Literally 100% of that heat travels from the 1000000C stuff to the environment throught that vacuum. Vacuum doesn't just remove energy.
If you use a steam engines it doesn't matter if your source of heat is 900C or 1000000C, all heat will be captured, and 40-60% will be turned into electricity.
What you said there is all true, but largely because you didn't mention efficiency. If your heat source is a lot hotter than the steam you make, you do lose a lot of efficiency. If you had a million degree heat source, you could have many steps extracting huge amounts of power before your "waste" heat gets down to 1000C and is used to boil water.
The part about bad conduction being a problem is nonsense.
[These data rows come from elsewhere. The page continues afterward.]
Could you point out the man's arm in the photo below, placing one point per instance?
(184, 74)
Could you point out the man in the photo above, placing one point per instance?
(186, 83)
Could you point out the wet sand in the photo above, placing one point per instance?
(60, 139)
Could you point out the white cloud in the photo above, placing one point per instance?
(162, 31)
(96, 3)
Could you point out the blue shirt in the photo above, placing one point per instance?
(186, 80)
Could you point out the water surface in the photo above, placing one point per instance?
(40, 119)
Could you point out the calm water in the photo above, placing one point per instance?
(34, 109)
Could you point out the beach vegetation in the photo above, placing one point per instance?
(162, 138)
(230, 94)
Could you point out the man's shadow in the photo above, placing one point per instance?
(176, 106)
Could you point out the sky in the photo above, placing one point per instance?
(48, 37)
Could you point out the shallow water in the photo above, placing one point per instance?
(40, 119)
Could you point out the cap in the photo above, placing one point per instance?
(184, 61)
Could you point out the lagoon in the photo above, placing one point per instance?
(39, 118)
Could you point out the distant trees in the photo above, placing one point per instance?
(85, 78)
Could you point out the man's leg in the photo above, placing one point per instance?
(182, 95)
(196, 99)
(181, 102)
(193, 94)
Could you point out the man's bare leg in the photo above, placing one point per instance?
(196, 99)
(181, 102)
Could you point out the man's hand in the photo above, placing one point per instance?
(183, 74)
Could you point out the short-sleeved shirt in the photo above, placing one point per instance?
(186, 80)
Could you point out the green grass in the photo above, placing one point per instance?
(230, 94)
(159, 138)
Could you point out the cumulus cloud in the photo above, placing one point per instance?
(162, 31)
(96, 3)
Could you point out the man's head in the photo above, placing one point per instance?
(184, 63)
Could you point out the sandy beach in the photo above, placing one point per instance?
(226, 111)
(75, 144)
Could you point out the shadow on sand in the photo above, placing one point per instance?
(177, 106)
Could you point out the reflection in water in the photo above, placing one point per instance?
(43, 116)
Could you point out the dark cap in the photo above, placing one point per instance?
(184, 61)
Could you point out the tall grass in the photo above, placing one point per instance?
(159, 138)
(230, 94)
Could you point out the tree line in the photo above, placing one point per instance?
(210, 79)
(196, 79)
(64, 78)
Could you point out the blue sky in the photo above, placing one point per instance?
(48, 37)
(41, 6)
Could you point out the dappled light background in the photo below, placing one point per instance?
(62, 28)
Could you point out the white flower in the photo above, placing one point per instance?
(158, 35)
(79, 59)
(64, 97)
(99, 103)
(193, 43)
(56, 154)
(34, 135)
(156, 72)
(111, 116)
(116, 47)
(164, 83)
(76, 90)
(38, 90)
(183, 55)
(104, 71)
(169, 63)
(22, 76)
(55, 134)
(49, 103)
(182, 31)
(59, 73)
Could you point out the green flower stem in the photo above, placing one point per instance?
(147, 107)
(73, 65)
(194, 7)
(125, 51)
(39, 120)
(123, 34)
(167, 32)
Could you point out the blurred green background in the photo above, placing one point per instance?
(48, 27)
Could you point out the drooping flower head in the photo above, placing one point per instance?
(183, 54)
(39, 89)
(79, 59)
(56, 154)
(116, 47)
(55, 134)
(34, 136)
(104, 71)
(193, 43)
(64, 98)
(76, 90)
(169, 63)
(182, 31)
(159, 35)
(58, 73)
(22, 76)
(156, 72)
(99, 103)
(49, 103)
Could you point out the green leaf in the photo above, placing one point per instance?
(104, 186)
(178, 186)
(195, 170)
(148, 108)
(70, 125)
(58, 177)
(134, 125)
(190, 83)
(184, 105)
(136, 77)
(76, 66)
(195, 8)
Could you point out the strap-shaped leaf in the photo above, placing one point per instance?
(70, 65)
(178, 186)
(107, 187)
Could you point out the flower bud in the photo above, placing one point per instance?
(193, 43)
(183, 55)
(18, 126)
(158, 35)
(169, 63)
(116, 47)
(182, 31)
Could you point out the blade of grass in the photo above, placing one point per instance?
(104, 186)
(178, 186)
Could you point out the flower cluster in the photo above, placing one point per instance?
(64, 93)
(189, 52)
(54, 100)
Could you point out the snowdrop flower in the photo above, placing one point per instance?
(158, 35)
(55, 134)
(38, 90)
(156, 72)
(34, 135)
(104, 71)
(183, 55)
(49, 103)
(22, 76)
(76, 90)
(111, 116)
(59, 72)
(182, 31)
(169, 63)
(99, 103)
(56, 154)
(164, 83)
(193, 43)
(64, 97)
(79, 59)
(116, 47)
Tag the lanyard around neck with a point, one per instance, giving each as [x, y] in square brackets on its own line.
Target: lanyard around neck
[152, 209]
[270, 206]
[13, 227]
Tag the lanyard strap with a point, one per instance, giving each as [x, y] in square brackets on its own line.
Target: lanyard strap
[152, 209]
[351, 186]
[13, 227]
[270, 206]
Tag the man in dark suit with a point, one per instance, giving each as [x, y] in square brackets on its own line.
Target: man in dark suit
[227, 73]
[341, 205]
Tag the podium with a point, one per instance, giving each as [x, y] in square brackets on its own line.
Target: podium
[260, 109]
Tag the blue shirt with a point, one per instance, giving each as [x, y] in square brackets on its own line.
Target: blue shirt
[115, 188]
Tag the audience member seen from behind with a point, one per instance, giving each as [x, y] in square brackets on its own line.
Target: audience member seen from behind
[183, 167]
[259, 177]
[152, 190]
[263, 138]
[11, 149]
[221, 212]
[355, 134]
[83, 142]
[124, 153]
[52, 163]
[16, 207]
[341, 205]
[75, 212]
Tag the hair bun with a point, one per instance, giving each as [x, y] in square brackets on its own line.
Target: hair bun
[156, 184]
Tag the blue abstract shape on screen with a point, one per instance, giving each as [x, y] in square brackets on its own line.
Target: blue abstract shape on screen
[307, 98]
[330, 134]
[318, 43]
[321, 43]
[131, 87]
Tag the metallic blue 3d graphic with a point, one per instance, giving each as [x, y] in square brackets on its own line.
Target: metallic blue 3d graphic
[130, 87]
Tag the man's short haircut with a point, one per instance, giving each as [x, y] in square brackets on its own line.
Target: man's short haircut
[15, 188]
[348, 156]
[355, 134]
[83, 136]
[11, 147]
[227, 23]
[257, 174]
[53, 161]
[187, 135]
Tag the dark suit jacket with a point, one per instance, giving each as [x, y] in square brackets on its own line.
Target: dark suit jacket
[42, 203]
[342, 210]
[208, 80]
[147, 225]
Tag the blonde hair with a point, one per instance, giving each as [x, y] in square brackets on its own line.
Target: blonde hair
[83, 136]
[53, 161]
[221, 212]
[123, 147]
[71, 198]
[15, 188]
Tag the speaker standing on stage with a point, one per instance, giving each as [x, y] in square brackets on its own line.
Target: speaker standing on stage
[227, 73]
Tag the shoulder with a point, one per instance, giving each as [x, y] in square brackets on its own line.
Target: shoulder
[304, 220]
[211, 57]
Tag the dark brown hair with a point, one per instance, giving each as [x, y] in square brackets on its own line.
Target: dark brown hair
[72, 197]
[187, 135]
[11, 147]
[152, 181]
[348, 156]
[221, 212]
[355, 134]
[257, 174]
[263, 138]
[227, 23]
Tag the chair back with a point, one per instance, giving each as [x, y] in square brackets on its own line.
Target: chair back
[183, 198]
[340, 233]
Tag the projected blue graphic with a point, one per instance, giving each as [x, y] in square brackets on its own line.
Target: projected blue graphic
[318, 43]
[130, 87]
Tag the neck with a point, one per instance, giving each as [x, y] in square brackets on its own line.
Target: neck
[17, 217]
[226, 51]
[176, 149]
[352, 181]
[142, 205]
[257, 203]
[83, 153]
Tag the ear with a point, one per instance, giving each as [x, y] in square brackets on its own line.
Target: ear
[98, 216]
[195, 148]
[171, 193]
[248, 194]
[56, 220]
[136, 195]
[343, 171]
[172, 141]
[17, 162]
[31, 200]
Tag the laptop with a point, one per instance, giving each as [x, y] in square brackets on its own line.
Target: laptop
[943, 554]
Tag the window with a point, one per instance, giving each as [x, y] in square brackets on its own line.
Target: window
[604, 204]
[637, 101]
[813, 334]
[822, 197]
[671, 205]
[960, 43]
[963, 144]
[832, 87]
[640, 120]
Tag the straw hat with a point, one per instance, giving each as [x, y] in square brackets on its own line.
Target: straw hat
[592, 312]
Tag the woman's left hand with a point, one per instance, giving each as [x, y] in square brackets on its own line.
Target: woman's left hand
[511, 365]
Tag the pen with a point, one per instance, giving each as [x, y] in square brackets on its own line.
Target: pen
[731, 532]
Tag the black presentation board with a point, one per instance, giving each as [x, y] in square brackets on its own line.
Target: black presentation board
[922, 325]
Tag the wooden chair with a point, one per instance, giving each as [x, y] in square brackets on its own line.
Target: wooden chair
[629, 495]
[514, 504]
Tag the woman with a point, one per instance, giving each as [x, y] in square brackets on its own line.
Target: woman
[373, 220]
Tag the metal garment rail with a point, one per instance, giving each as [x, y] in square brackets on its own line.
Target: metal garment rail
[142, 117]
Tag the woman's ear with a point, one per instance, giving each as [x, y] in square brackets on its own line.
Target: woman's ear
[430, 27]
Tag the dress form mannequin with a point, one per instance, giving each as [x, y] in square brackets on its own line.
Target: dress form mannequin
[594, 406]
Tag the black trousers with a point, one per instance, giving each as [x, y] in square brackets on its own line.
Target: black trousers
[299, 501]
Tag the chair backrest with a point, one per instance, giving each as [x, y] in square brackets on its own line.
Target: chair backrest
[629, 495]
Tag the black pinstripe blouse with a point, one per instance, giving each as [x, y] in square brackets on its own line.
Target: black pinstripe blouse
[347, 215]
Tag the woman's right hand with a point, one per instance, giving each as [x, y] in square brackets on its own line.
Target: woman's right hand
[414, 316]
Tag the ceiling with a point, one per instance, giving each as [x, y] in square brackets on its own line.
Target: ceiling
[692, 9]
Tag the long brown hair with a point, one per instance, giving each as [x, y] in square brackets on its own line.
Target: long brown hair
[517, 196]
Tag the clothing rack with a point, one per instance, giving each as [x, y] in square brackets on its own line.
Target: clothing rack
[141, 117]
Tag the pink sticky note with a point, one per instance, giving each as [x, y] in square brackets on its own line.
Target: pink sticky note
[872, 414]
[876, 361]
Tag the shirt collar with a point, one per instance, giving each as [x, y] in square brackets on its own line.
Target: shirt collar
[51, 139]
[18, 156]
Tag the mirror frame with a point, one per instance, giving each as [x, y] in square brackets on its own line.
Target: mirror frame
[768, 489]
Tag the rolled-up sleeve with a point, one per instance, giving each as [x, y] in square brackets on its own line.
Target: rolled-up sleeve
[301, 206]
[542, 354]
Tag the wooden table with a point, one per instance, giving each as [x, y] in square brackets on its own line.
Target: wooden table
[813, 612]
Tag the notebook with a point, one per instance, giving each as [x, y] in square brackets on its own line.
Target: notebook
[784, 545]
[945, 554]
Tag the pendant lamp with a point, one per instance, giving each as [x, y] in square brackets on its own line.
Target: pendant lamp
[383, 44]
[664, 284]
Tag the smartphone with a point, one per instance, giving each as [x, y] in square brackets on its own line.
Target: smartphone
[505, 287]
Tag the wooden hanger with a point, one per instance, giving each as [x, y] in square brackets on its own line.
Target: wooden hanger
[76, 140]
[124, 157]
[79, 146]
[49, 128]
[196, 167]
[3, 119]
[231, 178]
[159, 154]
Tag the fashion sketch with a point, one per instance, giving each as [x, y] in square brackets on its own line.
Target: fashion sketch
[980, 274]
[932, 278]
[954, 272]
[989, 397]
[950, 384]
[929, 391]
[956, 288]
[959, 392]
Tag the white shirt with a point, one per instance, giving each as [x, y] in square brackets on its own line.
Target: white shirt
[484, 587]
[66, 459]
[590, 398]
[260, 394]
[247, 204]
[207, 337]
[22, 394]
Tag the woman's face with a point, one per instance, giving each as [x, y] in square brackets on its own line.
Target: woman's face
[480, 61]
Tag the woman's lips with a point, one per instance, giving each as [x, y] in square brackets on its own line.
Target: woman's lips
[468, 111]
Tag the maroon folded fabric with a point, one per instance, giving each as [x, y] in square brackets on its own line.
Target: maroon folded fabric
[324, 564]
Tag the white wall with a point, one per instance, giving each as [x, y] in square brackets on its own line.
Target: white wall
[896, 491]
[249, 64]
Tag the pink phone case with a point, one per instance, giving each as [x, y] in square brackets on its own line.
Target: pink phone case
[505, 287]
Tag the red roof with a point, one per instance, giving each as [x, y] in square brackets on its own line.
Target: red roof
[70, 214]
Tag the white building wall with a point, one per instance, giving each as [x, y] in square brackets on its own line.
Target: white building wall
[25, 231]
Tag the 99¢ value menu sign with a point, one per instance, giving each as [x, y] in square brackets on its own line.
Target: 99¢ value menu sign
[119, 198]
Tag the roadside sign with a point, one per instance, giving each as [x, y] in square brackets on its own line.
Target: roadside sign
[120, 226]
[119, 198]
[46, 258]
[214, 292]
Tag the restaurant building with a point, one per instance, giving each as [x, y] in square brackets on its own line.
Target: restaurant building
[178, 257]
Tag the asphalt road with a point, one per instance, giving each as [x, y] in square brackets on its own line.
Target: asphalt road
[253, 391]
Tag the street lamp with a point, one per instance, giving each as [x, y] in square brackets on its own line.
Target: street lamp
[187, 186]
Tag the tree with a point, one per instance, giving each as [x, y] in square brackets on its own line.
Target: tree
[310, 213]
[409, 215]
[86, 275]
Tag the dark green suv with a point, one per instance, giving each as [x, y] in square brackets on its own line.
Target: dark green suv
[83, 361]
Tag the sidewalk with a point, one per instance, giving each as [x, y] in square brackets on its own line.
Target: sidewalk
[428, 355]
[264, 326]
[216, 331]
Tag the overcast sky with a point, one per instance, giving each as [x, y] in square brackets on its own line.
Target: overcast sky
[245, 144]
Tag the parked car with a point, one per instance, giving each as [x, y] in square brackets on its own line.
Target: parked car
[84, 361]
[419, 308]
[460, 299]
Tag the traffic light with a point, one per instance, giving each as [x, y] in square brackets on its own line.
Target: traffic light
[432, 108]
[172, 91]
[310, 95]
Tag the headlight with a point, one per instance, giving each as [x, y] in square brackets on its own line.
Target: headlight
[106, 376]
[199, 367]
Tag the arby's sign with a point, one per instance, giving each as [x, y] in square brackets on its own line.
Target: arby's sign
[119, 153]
The "lucky to get 1% efficiency" is not nonsense.
Carnot efficiency is 1 - Tc/Th, where Th is the hot side temperature and Tc is the cold side temperature. Tc is set by the surrounding environment, probably in the vicinity of 300K. If you have a hot side temperature around 1,000,000K then the theoretical maximum efficiency is very good. If that heat has to be stepped down by separating it from materials that would melt and you can only sustain a hot side temperature of 1200K, then your theoretical maximum efficiency drops to 75%. Obviously the real life efficiency will be a bit less than that, but the principle shows that the "lucky to get 1% efficiency" bit is nonsense - you're not actually losing that much after all.
This is all about getting energy out of a very hot heat source. Theoretical efficiency is ~1, and a ~40% practical efficiency also doesn't seem to be hard: let something heat up to 1000C, and don't let much of the energy escape to the environment.
Also deuterium-tritium reactors get energy out of the plasma via capturing high energy neutrons, very similarly to nuclear power plants.